Kiddie Cruise
Frank White a troubled dental technician in the Navy is at the center of Ron Pettit’s novel Kiddie Cruise. This character has a history of rebellion and his current assignment (barracks detail) is a punishment for past clashes with the military. White thankfully only has a few months before his “kiddie cruise” enlistment is over.

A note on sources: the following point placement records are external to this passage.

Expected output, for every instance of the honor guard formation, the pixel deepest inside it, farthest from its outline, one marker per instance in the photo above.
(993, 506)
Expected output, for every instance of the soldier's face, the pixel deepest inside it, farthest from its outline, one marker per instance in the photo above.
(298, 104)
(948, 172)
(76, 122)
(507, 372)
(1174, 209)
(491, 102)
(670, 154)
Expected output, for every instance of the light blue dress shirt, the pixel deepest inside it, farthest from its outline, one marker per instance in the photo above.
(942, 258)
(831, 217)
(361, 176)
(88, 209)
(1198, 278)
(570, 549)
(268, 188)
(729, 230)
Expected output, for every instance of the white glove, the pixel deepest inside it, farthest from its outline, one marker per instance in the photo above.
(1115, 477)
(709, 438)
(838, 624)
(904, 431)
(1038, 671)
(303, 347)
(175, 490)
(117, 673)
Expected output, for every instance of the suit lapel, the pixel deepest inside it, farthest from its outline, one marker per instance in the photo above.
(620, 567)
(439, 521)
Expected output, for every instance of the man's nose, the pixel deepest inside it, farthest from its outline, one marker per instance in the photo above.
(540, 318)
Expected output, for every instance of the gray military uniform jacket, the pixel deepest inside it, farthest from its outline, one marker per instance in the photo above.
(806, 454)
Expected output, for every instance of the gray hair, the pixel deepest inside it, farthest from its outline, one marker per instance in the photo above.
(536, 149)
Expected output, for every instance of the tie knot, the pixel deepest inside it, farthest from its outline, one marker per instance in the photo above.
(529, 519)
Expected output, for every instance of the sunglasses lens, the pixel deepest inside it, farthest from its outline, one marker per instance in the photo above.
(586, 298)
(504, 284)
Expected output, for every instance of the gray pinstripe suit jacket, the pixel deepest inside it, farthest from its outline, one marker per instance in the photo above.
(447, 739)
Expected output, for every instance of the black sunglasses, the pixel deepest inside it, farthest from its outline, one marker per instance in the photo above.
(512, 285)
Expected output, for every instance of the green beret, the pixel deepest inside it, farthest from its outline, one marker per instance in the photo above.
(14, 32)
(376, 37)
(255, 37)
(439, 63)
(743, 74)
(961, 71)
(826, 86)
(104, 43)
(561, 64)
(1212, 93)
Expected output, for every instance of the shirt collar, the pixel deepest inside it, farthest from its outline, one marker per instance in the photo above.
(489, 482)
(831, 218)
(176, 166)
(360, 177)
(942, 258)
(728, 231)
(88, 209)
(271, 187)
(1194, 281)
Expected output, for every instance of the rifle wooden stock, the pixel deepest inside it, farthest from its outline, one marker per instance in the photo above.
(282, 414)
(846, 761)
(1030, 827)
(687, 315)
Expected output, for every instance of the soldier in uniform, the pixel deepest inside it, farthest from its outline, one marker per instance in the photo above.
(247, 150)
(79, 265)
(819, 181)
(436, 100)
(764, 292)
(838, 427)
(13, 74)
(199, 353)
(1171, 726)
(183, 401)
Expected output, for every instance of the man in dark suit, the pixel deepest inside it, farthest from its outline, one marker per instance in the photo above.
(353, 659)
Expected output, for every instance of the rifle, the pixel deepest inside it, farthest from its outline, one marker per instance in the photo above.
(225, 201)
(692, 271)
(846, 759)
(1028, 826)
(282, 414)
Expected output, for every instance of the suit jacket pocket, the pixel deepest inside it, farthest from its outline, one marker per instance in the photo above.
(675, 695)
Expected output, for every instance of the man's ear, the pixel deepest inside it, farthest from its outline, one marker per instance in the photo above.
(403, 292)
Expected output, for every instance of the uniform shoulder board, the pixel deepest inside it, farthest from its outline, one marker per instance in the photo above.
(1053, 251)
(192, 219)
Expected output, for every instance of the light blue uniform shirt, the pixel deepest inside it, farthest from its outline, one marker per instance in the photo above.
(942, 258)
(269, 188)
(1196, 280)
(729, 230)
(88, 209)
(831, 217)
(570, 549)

What drives this novel is not White’s character or his search for redemption but the plot: Chief Kotch a wounded World War II hero is a serial killer. His protégé once accidentally killed two sailors and this event disgraces Kotch eventually pushing him over the edge. Unfortunately for Frank White Chief Kotch believes him to be “Dentalman Reilly” the protégé who caused his failures and there’s nothing worse than a military man with a grudge. Pettit is a skilled storyteller and his book is not a typical piece of good and evil. He shows the cause of Kotch’s derangement and does an admirable job of humanizing his killer and showing the reasons behind people’s actions.
However the author seems a bit too intent on making his protagonist come off as a bad boy with a heart of gold: the character is too much of an archetype one the reader already knows (he was kicked out of high school has trouble obeying orders in the Navy and had a disapproving mother). The relationships and interactions between characters seem stiff and sometimes unbelievable (for example White encounters and forgives the man who knocked up his girlfriend) but the novel’s suspense is fine-tuned and deliberate. Pettit definitely knows how to craft a rollercoaster of a novel.
Pettit is at his best when describing the looks of people rather than their emotions. The novelist’s talent shows when he skillfully articulates the complex look of a Navy uniform or zeroes in on how a person walks or smiles. He also knows when to shift scene thoughts or scenarios. This novel may not win any major literary prizes but it is interesting in ways that other novels are not.